Fayulu à Tshisekedi : « Refuser le dialogue, c’est refuser la paix »



KINSHASA, RDC – 31 Décembre 2025 – Alors que le Chef de l’État Félix Tshisekedi privilégie jusqu’ici les initiatives diplomatiques internationales de Washington et de Doha, des voix de l’opposition s'élèvent pour exiger une concertation nationale. Martin Fayulu Madidi, président de l’ECiDé, a profité de son message à la nation ce mercredi 31 décembre 2025 pour réclamer avec force la tenue d’un dialogue national inclusif, qu'il juge indispensable pour sortir la République démocratique du Congo de ses crises multiples.

Le Dialogue National comme Seule Issue

Particulièrement critique envers les démarches diplomatiques actuelles, Martin Fayulu estime que les discussions à l'étranger ne peuvent en aucun cas remplacer un échange direct entre Congolais. Selon lui, l’instabilité que traverse le pays est la conséquence directe du « hold-up électoral » de 2018, qui aurait porté au pouvoir un candidat n’ayant pas remporté le scrutin présidentiel. S’opposer à ce dialogue reviendrait, selon l'opposant, à perpétuer la crise actuelle.

« Face à cette situation, une vérité s’impose : rien ne changera sans le peuple. L’histoire ne se fait jamais sans lui. Et l’avenir du Congo ne se construira ni dans le silence, ni dans la peur, ni dans la division. C’est pourquoi nous le disons clairement : le dialogue national inclusif est une nécessité vitale. Refuser ce dialogue, c’est refuser la paix. Refuser ce dialogue, c’est prolonger la crise. Refuser ce dialogue, c’est engager une lourde responsabilité politique », a déclaré Martin Fayulu.

Plaidoyer International et Appel à la Justice

Le leader de l’ECiDé a également lancé un appel pressant à la communauté internationale.

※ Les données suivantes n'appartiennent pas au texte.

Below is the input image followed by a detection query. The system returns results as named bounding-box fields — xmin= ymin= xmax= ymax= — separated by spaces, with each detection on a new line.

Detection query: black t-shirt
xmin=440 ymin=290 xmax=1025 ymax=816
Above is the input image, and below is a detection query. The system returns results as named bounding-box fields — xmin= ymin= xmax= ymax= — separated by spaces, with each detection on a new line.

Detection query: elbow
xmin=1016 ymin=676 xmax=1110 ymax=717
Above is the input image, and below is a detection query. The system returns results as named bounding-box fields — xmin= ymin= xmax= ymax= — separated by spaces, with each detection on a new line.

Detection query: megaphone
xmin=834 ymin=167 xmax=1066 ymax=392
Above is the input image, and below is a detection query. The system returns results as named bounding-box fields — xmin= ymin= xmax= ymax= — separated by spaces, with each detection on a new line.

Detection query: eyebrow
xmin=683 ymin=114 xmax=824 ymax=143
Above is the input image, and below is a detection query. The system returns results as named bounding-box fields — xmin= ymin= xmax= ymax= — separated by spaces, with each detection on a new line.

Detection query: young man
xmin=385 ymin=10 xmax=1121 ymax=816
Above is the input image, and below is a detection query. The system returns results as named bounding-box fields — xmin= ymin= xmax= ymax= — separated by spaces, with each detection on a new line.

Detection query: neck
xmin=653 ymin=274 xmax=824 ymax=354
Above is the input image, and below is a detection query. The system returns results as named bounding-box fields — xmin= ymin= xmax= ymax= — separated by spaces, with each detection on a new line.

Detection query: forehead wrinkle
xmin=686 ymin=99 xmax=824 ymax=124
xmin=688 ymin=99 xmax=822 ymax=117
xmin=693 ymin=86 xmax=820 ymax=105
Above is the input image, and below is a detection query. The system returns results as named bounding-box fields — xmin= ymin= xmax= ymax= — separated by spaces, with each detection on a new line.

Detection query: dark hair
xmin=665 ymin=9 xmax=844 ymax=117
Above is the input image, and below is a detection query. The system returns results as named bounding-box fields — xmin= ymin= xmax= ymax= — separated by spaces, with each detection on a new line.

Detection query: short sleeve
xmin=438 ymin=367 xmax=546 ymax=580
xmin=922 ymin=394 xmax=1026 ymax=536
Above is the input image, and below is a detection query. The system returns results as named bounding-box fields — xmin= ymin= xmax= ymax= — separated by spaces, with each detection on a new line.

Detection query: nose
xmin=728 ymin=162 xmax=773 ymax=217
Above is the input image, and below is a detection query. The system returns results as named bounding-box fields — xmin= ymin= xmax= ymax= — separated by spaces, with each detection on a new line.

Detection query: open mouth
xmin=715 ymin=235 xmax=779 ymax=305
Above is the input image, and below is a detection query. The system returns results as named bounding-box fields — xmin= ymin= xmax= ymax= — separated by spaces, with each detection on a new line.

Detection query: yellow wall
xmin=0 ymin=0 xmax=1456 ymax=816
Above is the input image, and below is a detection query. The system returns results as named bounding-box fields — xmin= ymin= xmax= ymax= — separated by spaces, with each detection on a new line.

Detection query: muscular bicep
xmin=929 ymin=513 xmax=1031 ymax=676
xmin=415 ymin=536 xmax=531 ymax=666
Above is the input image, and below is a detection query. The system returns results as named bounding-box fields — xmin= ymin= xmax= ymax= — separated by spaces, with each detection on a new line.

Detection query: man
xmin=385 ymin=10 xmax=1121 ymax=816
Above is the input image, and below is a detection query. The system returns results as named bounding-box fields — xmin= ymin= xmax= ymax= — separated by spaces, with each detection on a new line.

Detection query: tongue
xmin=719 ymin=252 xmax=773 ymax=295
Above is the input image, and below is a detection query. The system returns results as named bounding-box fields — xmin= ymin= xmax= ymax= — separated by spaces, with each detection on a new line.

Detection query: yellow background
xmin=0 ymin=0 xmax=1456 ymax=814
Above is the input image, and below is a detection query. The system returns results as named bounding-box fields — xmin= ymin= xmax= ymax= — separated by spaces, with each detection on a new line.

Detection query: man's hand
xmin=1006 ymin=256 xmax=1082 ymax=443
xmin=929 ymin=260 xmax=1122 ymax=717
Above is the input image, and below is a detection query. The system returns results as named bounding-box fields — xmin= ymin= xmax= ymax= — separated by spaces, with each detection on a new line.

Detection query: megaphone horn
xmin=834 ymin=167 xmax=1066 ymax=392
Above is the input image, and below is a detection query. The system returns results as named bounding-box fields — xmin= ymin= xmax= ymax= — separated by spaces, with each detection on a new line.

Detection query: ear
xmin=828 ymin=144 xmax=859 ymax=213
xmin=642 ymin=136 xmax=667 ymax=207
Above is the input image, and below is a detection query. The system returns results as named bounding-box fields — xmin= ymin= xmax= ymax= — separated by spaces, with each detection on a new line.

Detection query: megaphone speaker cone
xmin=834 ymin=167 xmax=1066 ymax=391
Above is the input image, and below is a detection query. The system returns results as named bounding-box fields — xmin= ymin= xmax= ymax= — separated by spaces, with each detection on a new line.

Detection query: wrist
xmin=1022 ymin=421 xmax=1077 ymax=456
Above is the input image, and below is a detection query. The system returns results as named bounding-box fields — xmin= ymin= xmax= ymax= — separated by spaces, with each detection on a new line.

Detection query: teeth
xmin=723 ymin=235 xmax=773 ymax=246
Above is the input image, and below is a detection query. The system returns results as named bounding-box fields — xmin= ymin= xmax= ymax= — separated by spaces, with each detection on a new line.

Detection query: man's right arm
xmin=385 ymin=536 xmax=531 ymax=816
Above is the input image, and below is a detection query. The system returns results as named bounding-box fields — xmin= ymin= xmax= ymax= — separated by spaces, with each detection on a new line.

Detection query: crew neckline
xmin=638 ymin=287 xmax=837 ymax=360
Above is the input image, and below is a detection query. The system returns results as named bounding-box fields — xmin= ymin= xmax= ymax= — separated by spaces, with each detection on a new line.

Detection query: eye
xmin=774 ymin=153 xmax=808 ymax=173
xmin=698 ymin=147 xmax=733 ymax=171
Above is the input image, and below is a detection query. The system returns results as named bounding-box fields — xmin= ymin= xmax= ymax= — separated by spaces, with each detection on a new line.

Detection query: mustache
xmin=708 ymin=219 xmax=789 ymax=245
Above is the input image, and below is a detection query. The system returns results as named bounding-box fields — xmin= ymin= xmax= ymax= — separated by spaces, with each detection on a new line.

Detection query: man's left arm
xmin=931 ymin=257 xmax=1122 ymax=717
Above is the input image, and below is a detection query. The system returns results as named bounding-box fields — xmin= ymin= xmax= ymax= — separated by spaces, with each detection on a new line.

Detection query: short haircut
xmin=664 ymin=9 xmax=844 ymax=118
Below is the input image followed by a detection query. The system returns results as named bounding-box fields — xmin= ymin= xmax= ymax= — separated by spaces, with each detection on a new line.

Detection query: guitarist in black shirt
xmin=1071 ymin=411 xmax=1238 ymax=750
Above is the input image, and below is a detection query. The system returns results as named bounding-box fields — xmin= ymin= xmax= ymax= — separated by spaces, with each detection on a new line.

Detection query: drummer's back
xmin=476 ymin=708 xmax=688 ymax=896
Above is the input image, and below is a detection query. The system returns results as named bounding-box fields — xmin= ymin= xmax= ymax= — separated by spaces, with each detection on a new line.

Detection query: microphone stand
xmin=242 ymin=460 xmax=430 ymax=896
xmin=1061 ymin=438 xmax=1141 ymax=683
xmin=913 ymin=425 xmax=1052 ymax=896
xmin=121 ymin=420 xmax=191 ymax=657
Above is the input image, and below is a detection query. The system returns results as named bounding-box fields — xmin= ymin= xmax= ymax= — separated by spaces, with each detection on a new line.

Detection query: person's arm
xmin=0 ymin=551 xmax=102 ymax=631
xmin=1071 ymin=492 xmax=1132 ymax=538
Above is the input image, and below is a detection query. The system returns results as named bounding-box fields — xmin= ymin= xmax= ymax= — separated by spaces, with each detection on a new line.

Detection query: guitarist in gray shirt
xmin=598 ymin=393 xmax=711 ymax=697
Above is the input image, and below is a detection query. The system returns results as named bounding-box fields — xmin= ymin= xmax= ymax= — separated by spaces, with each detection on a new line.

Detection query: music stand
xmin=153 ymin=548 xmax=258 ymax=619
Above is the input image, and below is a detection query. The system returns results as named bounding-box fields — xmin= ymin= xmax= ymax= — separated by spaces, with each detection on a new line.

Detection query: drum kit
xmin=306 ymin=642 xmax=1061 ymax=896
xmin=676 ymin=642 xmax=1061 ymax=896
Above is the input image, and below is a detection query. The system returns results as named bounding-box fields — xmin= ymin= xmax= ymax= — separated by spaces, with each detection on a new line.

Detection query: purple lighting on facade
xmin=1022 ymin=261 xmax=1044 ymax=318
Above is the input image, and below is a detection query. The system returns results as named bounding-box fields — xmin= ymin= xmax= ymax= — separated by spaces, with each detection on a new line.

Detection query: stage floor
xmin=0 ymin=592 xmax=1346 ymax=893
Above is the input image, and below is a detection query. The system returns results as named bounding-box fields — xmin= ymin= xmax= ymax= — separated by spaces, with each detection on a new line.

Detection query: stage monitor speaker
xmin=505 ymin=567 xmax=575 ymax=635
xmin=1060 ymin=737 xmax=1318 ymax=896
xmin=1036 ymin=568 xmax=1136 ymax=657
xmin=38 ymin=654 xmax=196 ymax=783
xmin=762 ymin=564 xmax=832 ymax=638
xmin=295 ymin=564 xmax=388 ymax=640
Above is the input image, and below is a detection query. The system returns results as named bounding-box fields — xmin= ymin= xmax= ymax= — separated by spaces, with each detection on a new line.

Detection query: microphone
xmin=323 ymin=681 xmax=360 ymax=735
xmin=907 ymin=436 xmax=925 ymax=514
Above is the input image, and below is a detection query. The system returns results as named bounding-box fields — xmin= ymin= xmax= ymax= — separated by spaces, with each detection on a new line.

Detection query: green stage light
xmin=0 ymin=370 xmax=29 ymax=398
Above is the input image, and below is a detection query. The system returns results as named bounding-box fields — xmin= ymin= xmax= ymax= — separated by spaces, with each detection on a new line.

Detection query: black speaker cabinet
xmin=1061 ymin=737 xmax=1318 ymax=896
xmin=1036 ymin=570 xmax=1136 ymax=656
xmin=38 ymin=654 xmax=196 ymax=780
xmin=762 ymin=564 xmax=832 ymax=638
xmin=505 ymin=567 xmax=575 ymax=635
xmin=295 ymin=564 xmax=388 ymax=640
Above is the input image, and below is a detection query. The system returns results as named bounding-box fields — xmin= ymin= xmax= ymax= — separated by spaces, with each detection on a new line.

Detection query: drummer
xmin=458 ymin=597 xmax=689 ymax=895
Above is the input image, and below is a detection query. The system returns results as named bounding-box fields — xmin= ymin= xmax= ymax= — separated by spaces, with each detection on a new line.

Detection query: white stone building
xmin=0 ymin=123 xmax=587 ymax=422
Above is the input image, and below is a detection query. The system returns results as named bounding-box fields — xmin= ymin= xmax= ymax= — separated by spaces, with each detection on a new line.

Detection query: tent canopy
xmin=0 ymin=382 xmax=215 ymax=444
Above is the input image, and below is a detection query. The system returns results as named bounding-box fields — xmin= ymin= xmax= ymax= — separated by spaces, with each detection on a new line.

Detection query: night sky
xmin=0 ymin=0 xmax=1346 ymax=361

Il exige l’application rigoureuse de la Résolution 2773 (2025) des Nations unies ainsi qu’une condamnation explicite du Rwanda pour les crimes commis sur le territoire congolais.

« Le Congo ne demande pas la charité ni la pitié. Il exige la justice, le respect de sa souveraineté et le droit de vivre en paix », a-t-il martelé, soulignant que l'heure est à la vigilance et à la cohésion nationale autour du « camp de la patrie ».

Un Message Mobilisateur pour la Jeunesse

S’adressant directement à la jeunesse congolaise, Martin Fayulu l'a exhortée à rejeter le tribalisme, la corruption et le fanatisme aveugle. Il demande un leadership responsable et la convocation immédiate des assises nationales.

Rappelant son propre combat en 1992 pour la réouverture de la Conférence nationale souveraine, il a encouragé les jeunes à prendre leur place dans l’histoire : « Hier, je me suis battu contre la dictature pour instaurer la démocratie. Aujourd’hui, toi, jeune Congolais, ne laisse personne hypothéquer ton avenir ni confisquer tes rêves. Lève-toi, engage-toi ! »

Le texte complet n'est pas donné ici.